Given the explosion in the popularity of rye, mixed with the fact that MGP/LDI was producing the distillate used in several popular non-distiller produced labels, how was the whiskey portion of the distillery not profitable for MGP??

Or is MGP just so screwed up that the good is getting thrown out with the bad during the restructuring?

Carlton said...


I have to think that someone would be interested in taking the distillery off MGP's hands if they ultimately decide to exit the whiskey business. Diageo could solve its Bulleit bourbon sourcing issues by purchasing the operation (at least in the long term). Bulleit rye already comes from MGP. The purchase price that the distillery would bring on the market would be pocket change for Diageo.

Rob K said...

But they added this new guy, John Bridendall, to the board of directors. He's got a pretty extensive past in the beverage alcohol industry. He's worked for Kendall-Jackson and Brown-Forman. The investor stuff that I've seen them put out looks like they're going to focus more on drinks. They have a "mash bill innovations" video on the front page of their website too.

Harry said...

Did a quick search Mr. Bridendall & Ms. Strandjord (two of the Cray Group (my term) new directors for MGPI). As already pointed out, Mr. B spent a lot of time at BF and Kendall-Jackson while Ms. S has lots of CFO & personnel experience. Mr. B started as a CPA for Peat Marwick.
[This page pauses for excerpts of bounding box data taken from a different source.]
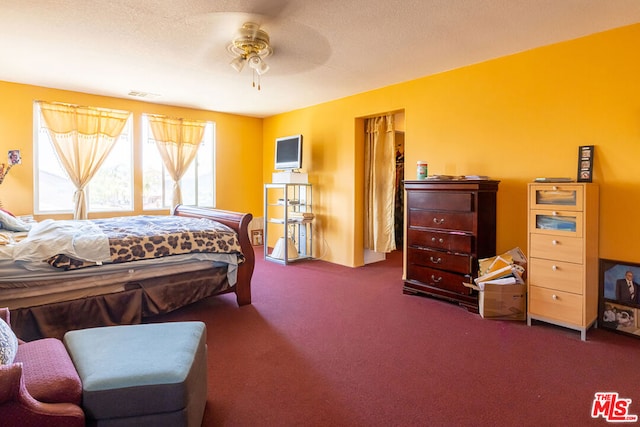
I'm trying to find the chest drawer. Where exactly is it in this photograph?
[529,233,584,264]
[407,247,472,274]
[529,210,583,237]
[408,209,475,232]
[407,263,471,295]
[407,227,473,253]
[529,258,584,295]
[407,191,474,212]
[529,184,584,211]
[529,286,584,325]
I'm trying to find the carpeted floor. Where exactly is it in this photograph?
[155,247,640,426]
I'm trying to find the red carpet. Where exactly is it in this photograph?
[156,247,640,426]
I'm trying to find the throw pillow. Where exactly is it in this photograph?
[0,210,31,231]
[0,319,18,365]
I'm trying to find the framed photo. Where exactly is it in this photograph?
[598,259,640,338]
[578,145,594,182]
[251,229,262,246]
[8,150,22,166]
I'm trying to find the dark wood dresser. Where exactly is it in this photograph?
[403,180,499,312]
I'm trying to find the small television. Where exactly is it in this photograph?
[276,135,302,170]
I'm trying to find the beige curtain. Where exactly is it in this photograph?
[38,102,130,219]
[364,115,396,252]
[149,116,207,206]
I don't know enough about the distilling industry to advance an opinion, BUT the departure of Mr. Newkirk notwithstanding, their additions made me decide to take a closer, in-depth look at the Cray Group and MGP. And, not just to guess at the impact of these changes on what I drink. hahaha.

Chuck Cowdery said...

We're all trying to read the tea leaves but ultimately only time will tell.

Anonymous said...

MGP will not shut down the whiskey business. The family could not afford to if they wanted. To be honest the new board members and CEO are going to come to the same conclusion as Coffey and Newkirk. It's sad they have a vendetta against "outsiders" and change to become a strong profitable company.

BMc said...

I could see business people getting upset with whiskey production. A bottle of some tasteless clear spirit, or a tanker full of it for a blend, seemingly is much more profitable than whiskey, which requires some quality control and years of aging (though I don't know how much aging MGP does).